Angular motion option
Some problems use angular speed instead of linear speed. Angular speed tells how fast the angle changes. The calculator converts revolutions per minute, degrees per second, and radians per second. It then finds linear speed using radius. This helps with rotating wheels, centrifuges, motors, and lab turntables.
Practical interpretation
Use the result as a model. Real systems may include friction, banking angle, air drag, tension limits, or measurement error. For classroom work, show the chosen formula and units. For lab work, record each input and compare trials. Small unit mistakes can create very large force errors.
Good calculation habits
Start with SI units when possible. Check that mass is positive. Check that radius is not zero. Use enough significant digits for intermediate steps. Round only the final answer. If the result seems too large, inspect speed first. Speed has the strongest effect because it is squared.
Using the results
The calculator also reports acceleration, period, frequency, circumference, and revolutions when enough data is available. These extra values help you check the physical picture. They also show whether a selected speed or radius is realistic for a safe turn or rotating device in practice before building or testing equipment safely.
FAQs
What is centripetal force?
Centripetal force is the inward force that keeps an object moving in a circular path. It always points toward the center of the circle.

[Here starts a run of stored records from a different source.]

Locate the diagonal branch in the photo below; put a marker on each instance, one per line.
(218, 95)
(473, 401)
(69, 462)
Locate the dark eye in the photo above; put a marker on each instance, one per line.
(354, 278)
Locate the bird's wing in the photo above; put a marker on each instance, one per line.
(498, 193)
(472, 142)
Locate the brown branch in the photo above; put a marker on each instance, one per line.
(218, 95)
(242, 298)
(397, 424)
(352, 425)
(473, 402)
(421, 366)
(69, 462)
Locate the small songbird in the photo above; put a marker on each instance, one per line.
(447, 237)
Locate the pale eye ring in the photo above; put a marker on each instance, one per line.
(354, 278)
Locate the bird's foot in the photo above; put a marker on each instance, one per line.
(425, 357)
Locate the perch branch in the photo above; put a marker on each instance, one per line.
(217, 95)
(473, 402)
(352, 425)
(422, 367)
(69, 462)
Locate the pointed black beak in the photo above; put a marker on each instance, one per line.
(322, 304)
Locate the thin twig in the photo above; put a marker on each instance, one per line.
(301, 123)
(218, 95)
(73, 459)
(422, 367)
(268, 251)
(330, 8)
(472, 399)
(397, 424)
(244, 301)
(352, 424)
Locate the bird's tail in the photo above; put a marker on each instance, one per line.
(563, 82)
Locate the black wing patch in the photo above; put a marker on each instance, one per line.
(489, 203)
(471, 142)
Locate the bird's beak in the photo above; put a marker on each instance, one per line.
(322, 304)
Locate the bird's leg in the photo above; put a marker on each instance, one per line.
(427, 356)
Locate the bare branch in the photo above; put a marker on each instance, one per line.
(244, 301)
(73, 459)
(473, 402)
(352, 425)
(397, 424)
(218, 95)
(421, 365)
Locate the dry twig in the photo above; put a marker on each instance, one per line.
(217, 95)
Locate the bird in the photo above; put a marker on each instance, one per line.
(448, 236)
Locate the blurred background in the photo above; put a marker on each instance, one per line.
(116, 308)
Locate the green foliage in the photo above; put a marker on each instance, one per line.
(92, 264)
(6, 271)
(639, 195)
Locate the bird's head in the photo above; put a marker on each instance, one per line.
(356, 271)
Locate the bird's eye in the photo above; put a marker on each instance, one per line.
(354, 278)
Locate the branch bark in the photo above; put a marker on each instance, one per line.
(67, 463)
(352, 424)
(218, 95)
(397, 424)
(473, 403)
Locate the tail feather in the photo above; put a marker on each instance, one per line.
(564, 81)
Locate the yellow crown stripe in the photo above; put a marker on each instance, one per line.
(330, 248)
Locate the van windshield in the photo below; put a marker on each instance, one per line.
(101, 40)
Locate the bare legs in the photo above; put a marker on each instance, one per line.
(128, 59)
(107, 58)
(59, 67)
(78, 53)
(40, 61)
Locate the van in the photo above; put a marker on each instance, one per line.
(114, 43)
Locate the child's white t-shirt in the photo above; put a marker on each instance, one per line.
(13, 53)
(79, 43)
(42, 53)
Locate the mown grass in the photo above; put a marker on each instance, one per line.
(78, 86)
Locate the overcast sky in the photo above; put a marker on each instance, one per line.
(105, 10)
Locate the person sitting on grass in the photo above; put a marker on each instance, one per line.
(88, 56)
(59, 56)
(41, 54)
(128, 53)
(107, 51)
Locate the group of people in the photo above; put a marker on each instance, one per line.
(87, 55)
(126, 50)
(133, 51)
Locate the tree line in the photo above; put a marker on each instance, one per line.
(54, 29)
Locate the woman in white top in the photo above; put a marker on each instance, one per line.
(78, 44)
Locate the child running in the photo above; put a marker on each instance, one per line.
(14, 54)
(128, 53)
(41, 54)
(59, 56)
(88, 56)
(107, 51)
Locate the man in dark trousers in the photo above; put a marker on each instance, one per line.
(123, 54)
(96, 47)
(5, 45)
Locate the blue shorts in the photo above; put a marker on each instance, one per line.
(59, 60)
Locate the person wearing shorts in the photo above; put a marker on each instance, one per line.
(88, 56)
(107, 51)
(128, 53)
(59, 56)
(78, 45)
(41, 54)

What does radius mean here?
Radius means the distance from the center of rotation to the moving object. It is not the total distance traveled around the circle.
Can this calculator find distance traveled?
Yes. It can find path distance from speed and time. It can also find distance from radius and revolutions.
Which units should I use?
You may enter common units. The calculator converts them to SI units before solving. Final core results are shown in SI units.
Why does speed affect force so much?
Speed is squared in the formula. If speed doubles, required centripetal force becomes four times larger when mass and radius stay the same.
Can angular speed be used instead of linear speed?
Yes. Use angular speed when the problem gives rotation rate. The calculator converts it into linear speed using the radius.
Is centripetal force a separate kind of force?
No. It is a role played by another force. Tension, friction, gravity, or a normal force can provide centripetal force.
Why is my result very large?
Check your speed and radius units first. A small radius or high speed can greatly increase centripetal force.